Lors d’une conférence de presse organisée le 23 novembre en marge du Salon international du bâtiment à Casablanca, ils ont mis en avant la récente fermeture de l’usine de carrelage Arco Cerame située à Berrechid. "Cette unité produisait 24.000 m2 de carreaux par jour et employait plus de 300 personnes. Elle a fini par baisser le rideau pour des raisons économiques. Le dumping des produits importés a eu raison d’elle", déplore Mohcine Lazrak, président de l’Association professionnelle de l’industrie de la céramique (APIC).
"Selon nos projections, en nous basant sur les statistiques arrêtées en octobre, durant l’année 2016, les importations augmenteront de 20%, contre une nette perte de vitesse de la production nationale qui reculera de 14% et une quasi-stagnation de la demande", ajoute M. Lazrak.
Ces mêmes constats ont été exposés aux ministères de l’Industrie et du Commerce extérieur, en mettant également en avant la défaillance du contrôle aux frontières. "Même les produits jugés non conformes ne sont pas renvoyés à leur fournisseur. On les retrouve dans le circuit de la distribution", souligne notre interlocuteur.

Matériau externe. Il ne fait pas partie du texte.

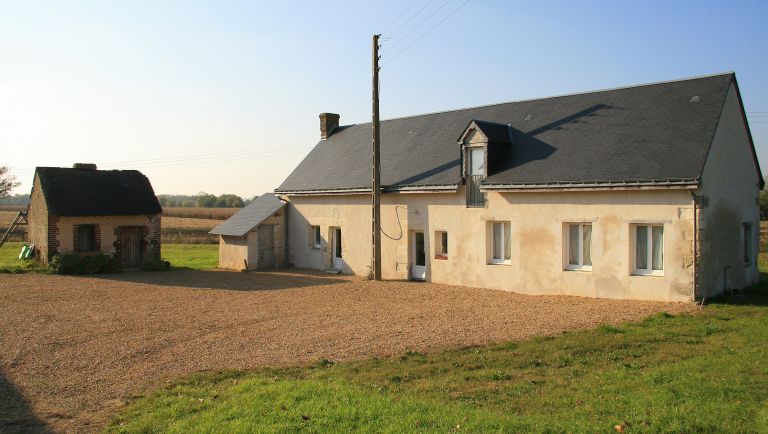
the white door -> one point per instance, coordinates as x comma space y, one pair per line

Pour pallier ces dysfonctionnements, l’APIC travaille avec les deux départements ministériels concernés sur la mise en place d’un système de contrôle plus rigoureux. L’objectif est d’arriver en janvier 2017 à un degré de tolérance zéro sur l’importation du carrelage non conforme aux normes.
En attendant, l'enquête antidumping déposée en mars 2016 contre l'importation de carreaux espagnols est en cours.
"L’enquête est au stade technique. Elle n’a pas encore abouti à cause des tergiversations des interlocuteurs espagnols qui usent de toutes les possibilités juridiques pour retarder son aboutissement. L’OMC accorde des délais de réponse qui sont souvent longs", selon M. Lazrak.
Précisons que la dernière requête est une mise à jour de celle déposée en octobre 2015 auprès du Commerce extérieur, visant les produits ibériques qui constituent 50% des importations marocaines en carreaux.
Leurs prix sont jugés anormalement bas par les céramistes: moins de 35 DH/m2 contre 45 DH pour les carreaux produits localement.